L.A. Street Racing is a racing video game developed by Invictus Games and published by Groove Games exclusively for Microsoft Windows. It was released on 1 December 2006 in Europe and on 28 May 2007 in North America. The game was re-released in June 2008 by City Interactive under the title Overspeed: High Performance Street Racing, as a low-price (budget) game.

==Plot==
Matt Peacock is the best race driver in the underground of L.A. and the player wants to take that title away from him. But, of course, the best of the best does not race a newcomer, so the player has to race their way up starting from 61st place.

==Gameplay==

At the beginning of the game, the player chooses one of two available cars, before waiting at the "COOL-Market" for contestants to arrive. Once someone willing to race comes by, the player is given a choice of tuning parts from their opponent that the player can race for. Before each race, the player must bet on one of their own items. Since the game doesn't allow manual saving, if they lose a part, they'll need to earn it again.

Every part of the player's car (engine, nitro, etc.) can be enhanced in several stages and once the player has collected all parts of the same stage, the player can do a "pinkslip race", in which the opponent bets his car. Losing that race will cost every single tuning part the player has collected for the player's car. The parts the player wins are limited to the car they win them with, so the player cannot swap them between cars. If the player put parts of different stages on their car, the handling will decrease, So, the player has to think carefully if they should go for the powerful tier 3 engine, even if it makes the car's handling much worse.

The ranking list is split into four prestige levels, and each level has its own starting location. For instance, if the player goes to the Village Motel, the player needs prestige level 4 to race or otherwise they will send the player away. The same thing happens when the player is level 2 and the player waits at the COOL-Market because the player is too powerful for them.

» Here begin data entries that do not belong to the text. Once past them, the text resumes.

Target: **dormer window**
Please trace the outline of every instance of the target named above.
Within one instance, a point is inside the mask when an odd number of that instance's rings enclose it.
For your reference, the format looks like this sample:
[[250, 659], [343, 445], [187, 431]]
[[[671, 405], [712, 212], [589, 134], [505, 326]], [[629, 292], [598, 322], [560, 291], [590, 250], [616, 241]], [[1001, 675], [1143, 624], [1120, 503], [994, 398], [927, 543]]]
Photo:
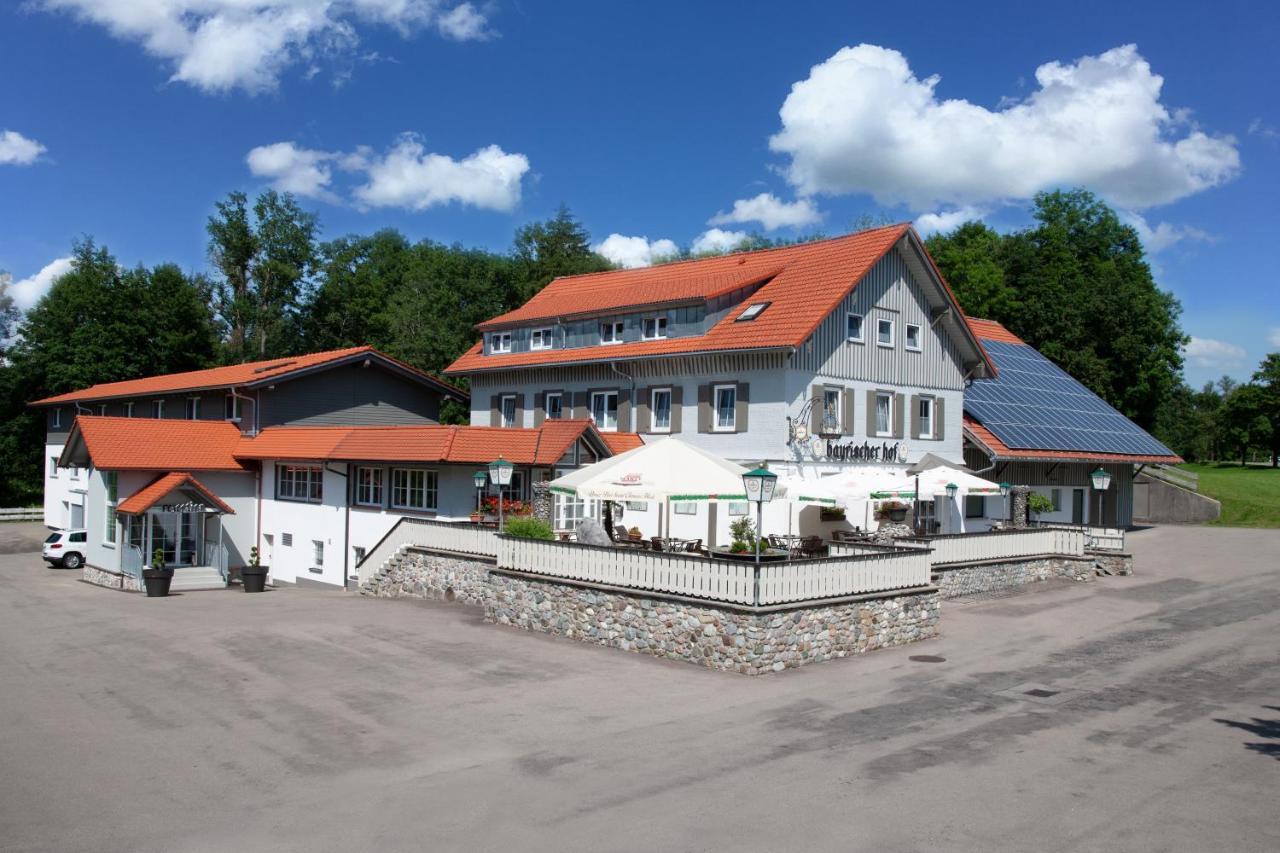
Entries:
[[551, 329], [534, 329], [529, 336], [529, 349], [551, 349]]
[[233, 424], [240, 423], [240, 398], [228, 394], [224, 398], [222, 415]]
[[494, 332], [490, 335], [489, 352], [511, 352], [511, 333]]
[[769, 307], [768, 302], [753, 302], [747, 306], [747, 310], [738, 315], [735, 323], [749, 323], [764, 313], [764, 309]]
[[667, 336], [667, 316], [645, 317], [640, 322], [640, 336], [646, 341], [656, 341]]
[[893, 321], [892, 320], [876, 320], [876, 346], [891, 347], [893, 346]]
[[621, 320], [610, 320], [607, 323], [600, 324], [600, 343], [602, 344], [620, 344], [622, 343], [623, 322]]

The races themselves take place on marked-off streets in Los Angeles at night. The cars handle more realistically than the ones in Need for Speed: Carbon, which means that the player cannot "fly" through curves by taking the foot from the acceleration for a second. The player should keep in mind that if they take a curve too steeply, the car may drift into the scenery. Additionally, driving certain parts of the race track without making mistakes will reward the player with a small nitro refill.

L.A. Street Racing features an online mode where players can drive against up to seven other opponents.

==Reception==
IGN gave the game a score of 6.5 out of 10, stating, "The framework for a very cool racing game is here, and certainly the driving physics are superb. Yet so much of it seems incomplete or untested. The AI needs polishing, and the upgrade system is promising yet flawed. Still, at its reduced price point, LA Street Racing is an interesting, thrilling option."